Some models may emit internal-style tags (e.g., <think>…). This function removes those so your TTS only speaks the final answer.

Tip: If you see other artifacts on screen (because you stream raw tokens), this function already ensures spoken output stays clean.

Main loop: greet once, then listen → think → speak

print(WELCOME)
tts.say(WELCOME)

Greets the user via terminal and speaker. Happens once at startup.

Listen (streaming STT with live partials)

print("\n🎤 Listening... (Press Ctrl+C to stop)")

text = ""
for result in stt.listen(stream=True):
    if result["done"]:
        text = result["final"].strip()
        print(f"[YOU] {text}")
    else:
        print(f"[YOU] {result['partial']}", end="\r", flush=True)

stream=True yields partial transcripts for immediate feedback and a final transcript when the utterance ends.
The final recognized text is stored in text and printed once.

Guard: If nothing was recognized, you skip the LLM call:

if not text:
    print("[INFO] Nothing recognized. Try again.")
    time.sleep(0.1)
    continue

This avoids sending empty prompts to the model (saves time and tokens).

Think (LLM) with streamed printing

reply_accum = ""
response = llm.prompt(text, stream=True)
for next_word in response:
    if next_word:
        print(next_word, end="", flush=True)
        reply_accum += next_word
print("")

Sends the final transcript to the local LLM and prints tokens as they arrive for low latency.
Meanwhile, you accumulate the full reply in reply_accum for post-processing.
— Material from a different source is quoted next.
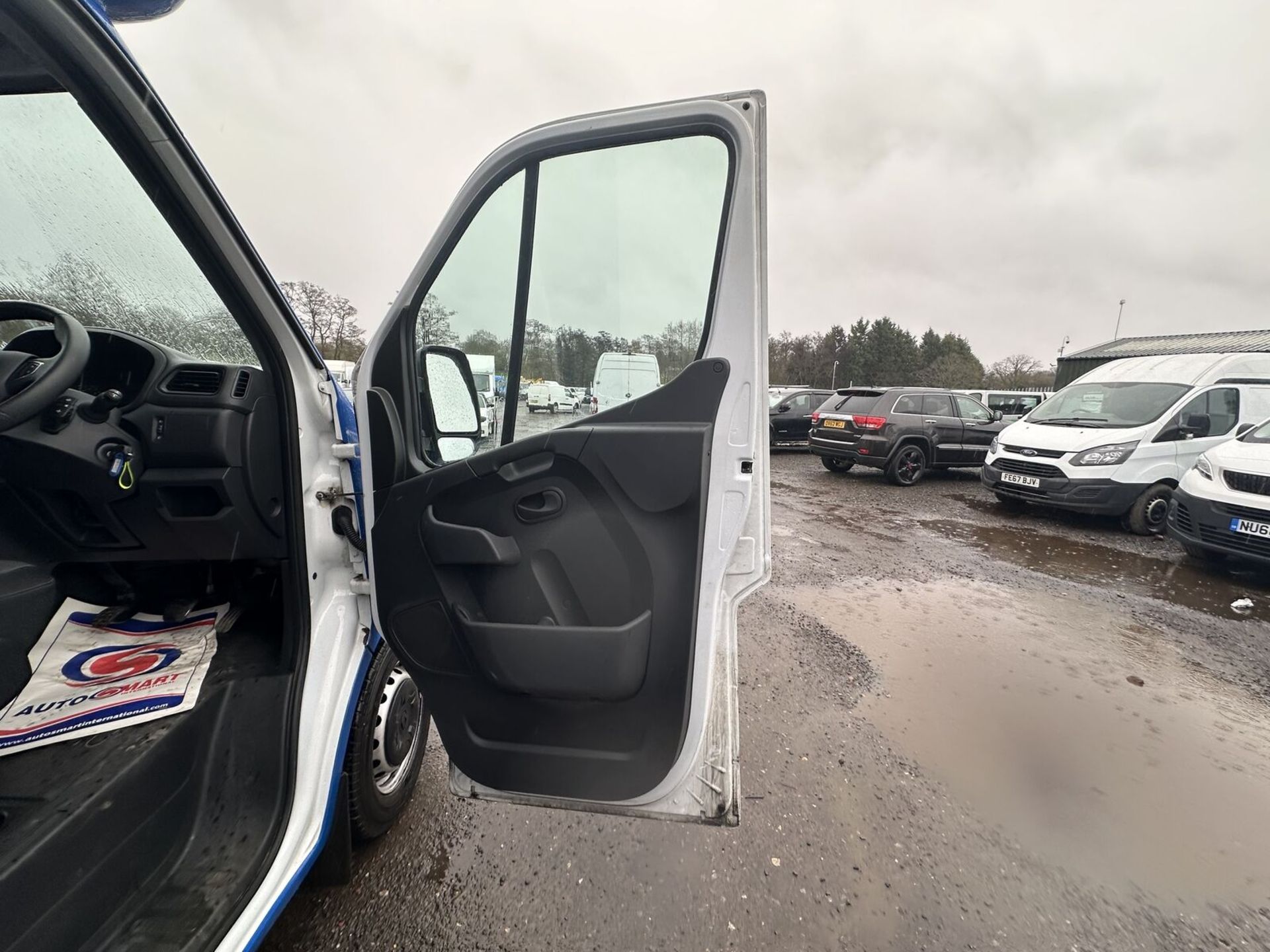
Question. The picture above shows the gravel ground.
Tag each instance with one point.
(960, 729)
Note: If you’d rather not show raw tokens, set stream=False and just print the final string.

Speak (clean first, then TTS once)

clean = strip_thinking(reply_accum)
if clean:
    tts.say(clean)
else:
    tts.say("Sorry, I didn't catch that.")
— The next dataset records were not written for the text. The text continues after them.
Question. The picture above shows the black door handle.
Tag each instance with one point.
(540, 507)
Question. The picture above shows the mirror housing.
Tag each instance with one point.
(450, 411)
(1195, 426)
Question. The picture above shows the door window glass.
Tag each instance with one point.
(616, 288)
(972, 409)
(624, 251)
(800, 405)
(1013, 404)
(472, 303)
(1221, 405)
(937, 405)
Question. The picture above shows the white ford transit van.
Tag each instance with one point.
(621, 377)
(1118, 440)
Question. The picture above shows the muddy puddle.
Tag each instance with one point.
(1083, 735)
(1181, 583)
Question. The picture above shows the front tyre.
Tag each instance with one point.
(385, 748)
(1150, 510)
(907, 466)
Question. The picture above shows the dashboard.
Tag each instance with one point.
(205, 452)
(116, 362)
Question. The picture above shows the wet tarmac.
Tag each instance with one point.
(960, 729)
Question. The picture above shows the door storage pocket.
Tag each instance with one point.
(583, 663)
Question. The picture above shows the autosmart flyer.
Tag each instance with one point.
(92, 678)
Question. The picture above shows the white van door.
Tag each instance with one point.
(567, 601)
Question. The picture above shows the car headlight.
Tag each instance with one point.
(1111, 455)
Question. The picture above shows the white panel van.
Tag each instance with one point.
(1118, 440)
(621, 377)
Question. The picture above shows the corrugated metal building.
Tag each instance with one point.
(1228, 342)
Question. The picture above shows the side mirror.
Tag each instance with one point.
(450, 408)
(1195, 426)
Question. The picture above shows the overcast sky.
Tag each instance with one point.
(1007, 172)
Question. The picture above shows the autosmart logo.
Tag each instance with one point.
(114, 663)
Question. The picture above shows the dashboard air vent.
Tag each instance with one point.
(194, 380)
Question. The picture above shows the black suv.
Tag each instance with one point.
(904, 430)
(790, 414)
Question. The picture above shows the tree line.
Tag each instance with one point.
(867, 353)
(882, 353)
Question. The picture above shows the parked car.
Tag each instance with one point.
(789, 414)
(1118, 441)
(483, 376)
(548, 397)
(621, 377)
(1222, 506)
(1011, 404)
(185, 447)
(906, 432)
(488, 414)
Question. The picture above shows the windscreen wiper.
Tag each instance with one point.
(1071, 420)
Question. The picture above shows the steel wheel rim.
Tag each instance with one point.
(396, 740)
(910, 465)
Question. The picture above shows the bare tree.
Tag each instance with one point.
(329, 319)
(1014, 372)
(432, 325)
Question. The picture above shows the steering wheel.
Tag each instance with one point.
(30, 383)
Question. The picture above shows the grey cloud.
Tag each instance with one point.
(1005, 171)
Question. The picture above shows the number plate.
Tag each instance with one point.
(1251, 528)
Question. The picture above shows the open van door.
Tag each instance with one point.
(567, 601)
Cleans the final text to remove hidden tags, then speaks exactly once.
Keeping TTS to a single pass avoids repeated prompts like “[LLM] / [SAY]”.

Exit and teardown

except KeyboardInterrupt:
    print("\n[INFO] Stopping...")
finally:
    tts.say("Goodbye!")
    print("Bye.")

Use Ctrl+C to stop. The bot says a short goodbye to signal a clean exit.

Troubleshooting & FAQ

Model is too large (memory error)

Use a smaller model like moondream:1.8b or run Ollama on a more powerful computer.
No response from Ollama

Make sure Ollama is running (ollama serve or desktop app open). If remote, enable Expose to network and check IP address.
Vosk not recognizing speech

Verify your microphone works. Try another language pack (zh-cn, es etc.) if needed.
Piper silent or errors

Confirm the chosen voice model is downloaded and tested in 1. Testing Piper.
Answers too long or off-topic

Edit INSTRUCTIONS to add: “Keep answers short and to the point.”